Saturday, April 17, 2004

Your faithful correspondent

As stated here in flattering terms, I have signed up as the Virginia court-watcher for the excellent Blog 702.

To my understanding, the Virginia Supreme Court has not quite adopted Daubert. See John v. Im, 263 Va. 315, 322, 559 S.E.2d 694, 698 (2002) ("we have not previously considered the question whether the Daubert analysis employed by the federal courts should be applied in our trial courts to determine the scientific reliability of expert testimony"). The relationship between the federal evidence rule and Virginia law, see Va. Code 8.01-401.1, et seq., remains largely unexplored, but I have heard at least one circuit court judge (Judge Weckstein from Roanoke) opine (at a seminar, years ago) that the gist of Daubert was Virginia law even before Daubert.

Some of the black-letter language is the same:

FRE Rule 702 says: "If scientific, technical, or other specialized knowledge will assist the trier of fact to understand the evidence or to determine a fact in issue, a witness qualified as an expert by knowledge, skill, experience, training, or education, may testify thereto in the form of an opinion or otherwise, if (1) the testimony is based upon sufficient facts or data, (2) the testimony is the product of reliable principles and methods, and (3) the witness has applied the principles and methods reliably to the facts of the case."

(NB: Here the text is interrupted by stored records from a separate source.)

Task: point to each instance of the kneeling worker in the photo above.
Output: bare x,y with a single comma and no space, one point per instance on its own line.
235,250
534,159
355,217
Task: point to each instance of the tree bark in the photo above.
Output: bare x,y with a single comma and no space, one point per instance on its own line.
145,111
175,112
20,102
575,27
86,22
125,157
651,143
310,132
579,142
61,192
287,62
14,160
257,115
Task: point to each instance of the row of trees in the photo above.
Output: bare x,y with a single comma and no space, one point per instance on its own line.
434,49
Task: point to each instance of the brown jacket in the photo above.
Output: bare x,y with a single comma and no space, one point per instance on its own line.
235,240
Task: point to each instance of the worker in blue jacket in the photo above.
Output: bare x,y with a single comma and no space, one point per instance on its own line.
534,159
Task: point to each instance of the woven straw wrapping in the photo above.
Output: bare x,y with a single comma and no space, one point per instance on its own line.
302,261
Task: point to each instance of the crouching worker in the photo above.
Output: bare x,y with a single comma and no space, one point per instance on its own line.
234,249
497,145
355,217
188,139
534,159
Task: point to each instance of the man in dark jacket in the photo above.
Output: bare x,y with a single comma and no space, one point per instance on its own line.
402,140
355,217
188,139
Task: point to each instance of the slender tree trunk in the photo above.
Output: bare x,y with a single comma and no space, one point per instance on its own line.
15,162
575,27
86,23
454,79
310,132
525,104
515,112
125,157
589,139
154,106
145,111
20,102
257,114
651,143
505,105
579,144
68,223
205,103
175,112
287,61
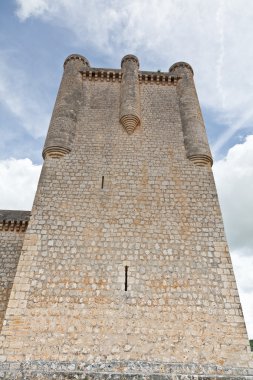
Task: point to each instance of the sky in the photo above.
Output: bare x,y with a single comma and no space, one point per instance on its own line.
214,36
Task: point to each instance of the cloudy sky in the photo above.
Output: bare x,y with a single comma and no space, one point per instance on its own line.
214,36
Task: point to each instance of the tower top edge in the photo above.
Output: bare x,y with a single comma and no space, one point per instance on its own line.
130,57
76,57
182,65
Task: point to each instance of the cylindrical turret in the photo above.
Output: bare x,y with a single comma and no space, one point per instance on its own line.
130,93
62,126
195,138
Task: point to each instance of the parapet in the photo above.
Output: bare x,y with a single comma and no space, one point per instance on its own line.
181,67
69,100
76,57
12,220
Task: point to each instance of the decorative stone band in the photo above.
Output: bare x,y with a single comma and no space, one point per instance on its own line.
14,220
201,160
55,152
129,122
130,94
120,370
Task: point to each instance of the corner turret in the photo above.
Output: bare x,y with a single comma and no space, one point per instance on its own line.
130,93
63,122
195,139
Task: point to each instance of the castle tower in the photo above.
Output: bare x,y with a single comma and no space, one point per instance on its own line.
124,270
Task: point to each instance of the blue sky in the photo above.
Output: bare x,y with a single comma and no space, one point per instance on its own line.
214,36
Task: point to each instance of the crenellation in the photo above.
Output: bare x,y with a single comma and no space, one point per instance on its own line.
125,271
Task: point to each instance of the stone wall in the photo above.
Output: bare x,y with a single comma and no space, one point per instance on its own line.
125,256
12,227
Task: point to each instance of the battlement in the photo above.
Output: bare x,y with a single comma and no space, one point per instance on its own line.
124,269
76,57
145,77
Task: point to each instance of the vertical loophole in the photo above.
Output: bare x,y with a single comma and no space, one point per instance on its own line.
126,270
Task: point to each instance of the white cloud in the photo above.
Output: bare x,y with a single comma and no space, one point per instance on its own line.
243,266
234,180
209,34
19,179
18,96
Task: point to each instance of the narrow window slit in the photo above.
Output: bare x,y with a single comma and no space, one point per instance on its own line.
126,270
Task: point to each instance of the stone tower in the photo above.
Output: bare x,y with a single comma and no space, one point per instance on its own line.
124,271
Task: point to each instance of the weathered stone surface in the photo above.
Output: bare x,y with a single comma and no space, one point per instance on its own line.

Section 8.01-401.3(A) says: "In a civil proceeding, if scientific, technical, or other specialized knowledge will assist the trier of fact to understand the evidence or to determine a fact in issue, a witness qualified as an expert by knowledge, skill, experience, training, or education may testify thereto in the form of an opinion or otherwise" -- and there it ends, leaving out the rest of Rule 702, and leaving it to the courts (as they have done, in my view) to add those provisos to the statute.